Worldwide Media Relations

COPYRIGHTS IN CYBERSPACE

by Steve Elias
Copyright (c) 1994 Nolo Press


(This article originally appeared in the Summer 1994 issue of the Nolo News. The author, Steve Elias, is the editor of Nolo's The Copyright Handbook, by Steve Fishman. You may copy this article as long as you include this copyright notice.)

While browsing on an electronic bulletin board, you come across an interesting article on dog training. Thinking it might be of interest to the members of your dog owners' club, you download it, print it out and reprint it in the next issue of your club's newsletter.

Congratulations -- you've probably just violated federal law.

Don't worry, you won't be hauled off to the federal pen.
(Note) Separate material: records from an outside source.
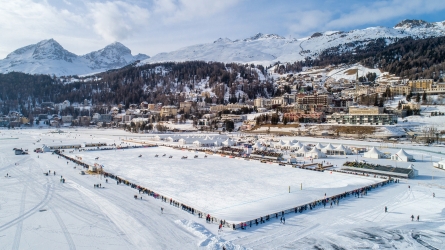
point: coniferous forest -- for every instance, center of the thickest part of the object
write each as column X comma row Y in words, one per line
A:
column 163, row 82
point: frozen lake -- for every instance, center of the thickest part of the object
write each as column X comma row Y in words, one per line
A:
column 228, row 188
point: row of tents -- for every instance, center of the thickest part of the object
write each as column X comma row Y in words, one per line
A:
column 302, row 149
column 401, row 155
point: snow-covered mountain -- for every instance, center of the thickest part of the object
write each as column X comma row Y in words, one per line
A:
column 49, row 57
column 268, row 48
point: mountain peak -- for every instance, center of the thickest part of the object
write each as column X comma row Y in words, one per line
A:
column 118, row 47
column 51, row 49
column 222, row 40
column 263, row 36
column 413, row 23
column 49, row 57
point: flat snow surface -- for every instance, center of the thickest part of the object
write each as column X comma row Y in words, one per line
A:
column 39, row 212
column 231, row 189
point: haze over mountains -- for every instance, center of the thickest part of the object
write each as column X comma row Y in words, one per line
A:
column 269, row 48
column 49, row 57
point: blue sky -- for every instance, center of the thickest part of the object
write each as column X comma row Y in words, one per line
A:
column 154, row 26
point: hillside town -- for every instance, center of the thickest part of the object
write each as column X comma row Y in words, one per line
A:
column 313, row 97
The law you ran afoul of is copyright law, which gives authors, composers and others who create works of expression certain rights over their creations.

You would probably think about copyright rules if you wanted to republish a chapter of a book, a play or a song you liked. But they're easy to overlook when you're dealing with electronic media. These bits of information fly around so rapidly and can be reproduced so easily that it's hard to remember that someone out there probably owns the right to determine when and how copies are made and used.

All works of expression have at least one thing in common: they are protected by copyright as soon as they are created and fixed in a tangible medium. For the most part, once an expression is entered into a computer in a form that can be read on screen or routed to a printer, it is considered fixed in a tangible medium, even if it is never printed out or saved to a disk. A copyright notice -- that little (C) followed by the year and the author's name -- is not required, but is recommended to remind people that the author claims a copyright.

The author of the expression owns the copyright, unless there has been a formal written transfer of that ownership or the expression is created as a work for hire or paid for by an employer. So a person who enters an expression into a computer for other people to see usually owns the copyright on that expression.

What does owning a copyright on an expression mean? Simply, that no one else can copy, distribute, display or adapt that expression without the copyright owner's consent. This consent may be given for free, for a fee or on the condition that an appropriate attribution be given. It is always a good idea, if you send material into cyberspace, to explicitly state the conditions for its use and reproduction.

As a starting point, therefore, you can assume that you control the right to use any expressions that you author and put online. The important corollary is that any expressions you find online are probably controlled by someone else. and shouldn't be used without permission.

HOW COPYRIGHT WORKS

Copyright protects expression, not ideas or facts. For instance, information in a telephone book or a weather summary can be freely used. On the other hand, the expression used in an essay on telephones or a creative explanation of weather systems is protected by copyright even though the underlying data and ideas aren't.

Copyright law doesn't mean that you can never quote something interesting that you find online. The "fair use" rule allows you to use a small portion of an expression to comment on it or for an educational purpose. But if you want to use the expression for commercial gain, the fair use exception probably won't apply unless the portion you use is extremely small in relation to the entire expression.

It's extremely difficult to apply the fair use rule to new forms of expression such as the discussions that take place in "cyberspace" -- for example, on Internet "newsgroups" or the conferences on online services such as America Online and CompuServe. A hundred people may each contribute a few lines to a discussion. If you want to use a big chunk of the conversation, must you get every contributor's permission? Theoretically, yes, because each contributor owns copyright in his or her words. However, since none of the contributions has any significant commercial value by itself, it's hard to see where the copyright owners would be harmed if the entire conversation were used without their individual permissions. Nevertheless, people whose words are used without their permission may be angry about it. It is always better to ask.

One last thing. Copyright is not the only law to be concerned about when launching words onto the information highway. You should also avoid invading a person's privacy or falsely accusing someone of committing an immoral or illegal act.